In the time since everyperson over the age of fourteen disap-peared from the town of Perdido Beach, California, countless battles have been fought: battles against hunger and lies and plague, and epic battles of good against evil. And now, the gaiaphage has been reborn as Diana's malicious mutant daughter, Gaia. Gaia is endlessly hungry for destruction. She yearns to conquer her Nemesis, Little Pete, and then bend the entire world to her warped will. As long-standing enemies become allies, secrets are revealed and unexpected sacrifices are made. Will their attempts to save themselves and one another matter in the end, or will the kids of Perdido Beach perish in this final power struggle?
Light, the sixth and final book in the New York Times bestselling Gone series by Michael Grant, creates a masterful, arresting conclusion to life in the FAYZ.
Released: April 2nd 2013 Pages: 411
Publisher: Katherine Tegen Books Source: Library
When my library copy of this came in:
I've been with this series since 2009. And I've loved every bit of it.

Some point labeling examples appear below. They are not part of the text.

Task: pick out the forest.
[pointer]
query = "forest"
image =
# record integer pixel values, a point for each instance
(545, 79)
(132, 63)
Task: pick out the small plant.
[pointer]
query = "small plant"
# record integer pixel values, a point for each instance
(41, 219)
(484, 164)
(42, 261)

First, though, we need to talk about that cover. Where did they find nice, clean clothes? I doubt it's easy to find clean clothes in the FAYZ (though I really like Diana's top). They also look a little too clean in general to have come out of the FAYZ. Also, I have no picture here, but I'm pretty sure Edilio is on the back cover. Um...wow. He should've just taken over the entire front cover because he is gorgeous. Ahem.
A tagline for the first book was This is the way the world ends. Well, this is the way the FAYZ ends. And it's epic. And tragic. And creepy and scary and exciting and everything you'd expect from a Gone novel. It has dark moments, and moments where the true heroism of the characters shines through.
It takes a few chapters to works its way to full steam ahead, but once it gets going, it doesn't stop. At this point, I was completely addicted to reading it, because I wanted so badly to know how they escaped. If they even escaped at all. And if they did, how they would recover, how they'd function in their world again.
There are some truly marvelous character moments. This book stretches everyone to their limit, and Michael Grant gave us some awesome moments of depth for many of the characters. I love the evolution of Sam and Astrid's relationship. Sam's ever-present guilt. Dekka's undying, unrequited love. Diana's acceptance of her mistakes. Edilio's emergence as a calm, quiet, steady leader.
One of my favorite moments is Caine's redemption.
“Sam’s probably out there somewhere being his usual heroic self,” Caine said. “I can’t let that boy save the world all alone. I’d never live it down.”
Caine has been a nasty person for as long as we can remember. And yet, there's something he does at the very end. Something that affects everyone in the FAYZ. A burden that he takes for all of the rest. I think, more than anyone else, Caine was the true savior of the kids of the FAYZ. He rescued them from a future they didn't deserve, and I respect him for that.
The ending is truly sad. None of these kids will ever be the same again, and they know it. They've seen too much ever to truly fit into their world again. They'll always be haunted by it, and the beauty of this series is that I feel for them. I've grown attached to all of these characters, despite their sheer numbers.
This was an awesome finale to the series. It didn't disappoint. I'm sad to leave this series behind, and all its characters. Maybe I'll have to do a reread.
Random thought: Diana and Loki should form an Awkard Mother's Day Club. Diana and Gaia, and Loki and Sleipnir could celebrate together and bask in all the awkwardness.
Similar Books: It has the kids-in-enclosed-space aspect of Lord of the Flies, Monument 14, Variant, and more. It's reminiscent of The Marbury Lens in that it's gritty and sometimes you think "This author is just plain sick." It has a Left Behind vibe to it (the YA version, at least...I've never read the adult version of the series).